Design a Convolutional Neural Network to Classify Traffic Signs
The goals / steps of this project are the following:
- Load the data set (Download Here)
- Explore, summarize and visualize the data samples
- Design, train and test the model architecture
- Use the model to make predictions on new images
- Analyze the softmax probabilities of the new images
I used numpy to calculate summary statistics of the traffic signs data set:
- Size of training set: 34799
- Size of the validation set: 4410
- Size of test set: 12630
- Shape of a traffic sign image: 32x32 (RGB)
- The number of unique classes/labels: 43
Here is an exploratory visualization of the data set. The bar chart shows the distribution of training samples by class label.
The first step is grayscaling the images to increase performance during training. However, there may be some cases where the color can be significant, although I haven't explored this.
The image is also normalized to improve training performance, making the grayscale pixel numerical values between 0.1-0.9 instead of the range from 0-255.
Here is an example of a traffic sign image before and after grayscaling and normalization.

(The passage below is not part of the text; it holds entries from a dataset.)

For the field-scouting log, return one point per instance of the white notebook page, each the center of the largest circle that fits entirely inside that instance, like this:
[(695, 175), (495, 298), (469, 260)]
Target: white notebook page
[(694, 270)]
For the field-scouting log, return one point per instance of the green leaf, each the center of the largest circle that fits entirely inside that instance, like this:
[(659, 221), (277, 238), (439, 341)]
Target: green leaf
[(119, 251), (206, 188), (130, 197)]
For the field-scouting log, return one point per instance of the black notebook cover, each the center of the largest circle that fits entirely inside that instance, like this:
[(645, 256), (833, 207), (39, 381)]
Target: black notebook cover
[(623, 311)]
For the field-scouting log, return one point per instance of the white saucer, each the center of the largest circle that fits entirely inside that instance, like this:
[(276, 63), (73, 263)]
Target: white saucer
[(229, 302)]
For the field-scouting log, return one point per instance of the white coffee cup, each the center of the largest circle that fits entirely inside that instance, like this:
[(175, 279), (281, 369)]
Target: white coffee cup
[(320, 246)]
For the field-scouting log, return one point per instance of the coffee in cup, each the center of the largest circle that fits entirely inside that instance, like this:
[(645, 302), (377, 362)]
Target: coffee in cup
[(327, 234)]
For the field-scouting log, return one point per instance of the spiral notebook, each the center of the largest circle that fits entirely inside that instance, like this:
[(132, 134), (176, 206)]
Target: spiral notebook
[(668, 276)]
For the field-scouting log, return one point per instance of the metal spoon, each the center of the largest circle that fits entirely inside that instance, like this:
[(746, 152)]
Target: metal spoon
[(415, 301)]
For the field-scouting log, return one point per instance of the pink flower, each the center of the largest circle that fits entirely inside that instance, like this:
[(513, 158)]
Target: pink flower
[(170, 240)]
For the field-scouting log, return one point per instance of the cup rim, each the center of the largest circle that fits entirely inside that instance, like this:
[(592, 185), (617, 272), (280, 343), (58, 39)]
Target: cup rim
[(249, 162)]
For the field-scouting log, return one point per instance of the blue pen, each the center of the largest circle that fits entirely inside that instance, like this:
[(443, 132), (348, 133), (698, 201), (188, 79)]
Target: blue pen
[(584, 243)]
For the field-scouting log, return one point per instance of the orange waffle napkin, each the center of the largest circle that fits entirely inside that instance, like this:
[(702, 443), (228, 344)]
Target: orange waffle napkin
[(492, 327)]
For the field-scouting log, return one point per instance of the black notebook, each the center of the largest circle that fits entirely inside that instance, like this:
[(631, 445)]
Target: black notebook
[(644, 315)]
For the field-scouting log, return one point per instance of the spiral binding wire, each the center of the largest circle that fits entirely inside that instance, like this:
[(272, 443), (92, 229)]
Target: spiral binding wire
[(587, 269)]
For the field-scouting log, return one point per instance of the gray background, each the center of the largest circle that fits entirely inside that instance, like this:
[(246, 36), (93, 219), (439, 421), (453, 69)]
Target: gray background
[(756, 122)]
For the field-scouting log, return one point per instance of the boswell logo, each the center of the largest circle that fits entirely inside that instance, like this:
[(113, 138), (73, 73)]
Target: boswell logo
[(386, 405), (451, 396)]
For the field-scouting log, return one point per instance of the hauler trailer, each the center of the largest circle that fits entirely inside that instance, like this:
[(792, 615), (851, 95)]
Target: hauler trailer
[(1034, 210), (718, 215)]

My final model consisted of the following layers. I started with the LeNet architecture and then followed the paper on GoogLeNet by adding inception modules, average pooling followed by 2 fully connected layers with dropout in between both.
Layer | Description |
---|---|
Input | 32x32x3 RGB image |
Preprocessing | 32x32x1 Grayscale normalized image |
Convolution 5x5 | 1x1 stride, valid padding, outputs 28x28x6 |
RELU 1 | Activation |
Convolution 5x5 | 1x1 stride, valid padding, outputs 24x24x16 |
RELU 2 | Activation |
Average pooling 1 | 2x2 stride, outputs 12x12x16 |
Inception Module 1 | outputs 12x12x256 |
Average pooling 2 | 2x2 stride, outputs 6x6x256 |
Inception Module 2 | outputs 6x6x512 |
Average pooling 3 | 2x2 stride, same padding, outputs 6x6x512 |
Dropout 1 | Flatten the output and dropout 50% layer |
Fully connected 1 | Outputs 9216x512 |
Dropout 2 | Dropout 50% layer |
Fully connected 2 | Outputs 512x43 |
Softmax | Softmax probabilities |
- Preprocessed the images
- One hot encoded the labels
- Trained using Adam optimizer
- Batch size: 128 images
- Learning rate: 0.001
- Variables initialize with truncated normal distributions
- Hyperparameters, mu = 0, sigma = 0.1, dropout = 0.5
- Trained for 20 epochs
Training was carried out on an AWS g2.2xlarge GPU instance. Each epoch was completed in around 24s, total training time of about 6-8 minutes.
Final model results:
- Validation set accuracy: 0.97
- Test set accuracy: 0.95
The approach started with a review of LeNet and GoogLeNet architectures and those were used as a starting point to decide how to order and how many inception modules, pooling convolution and dropout layers to use.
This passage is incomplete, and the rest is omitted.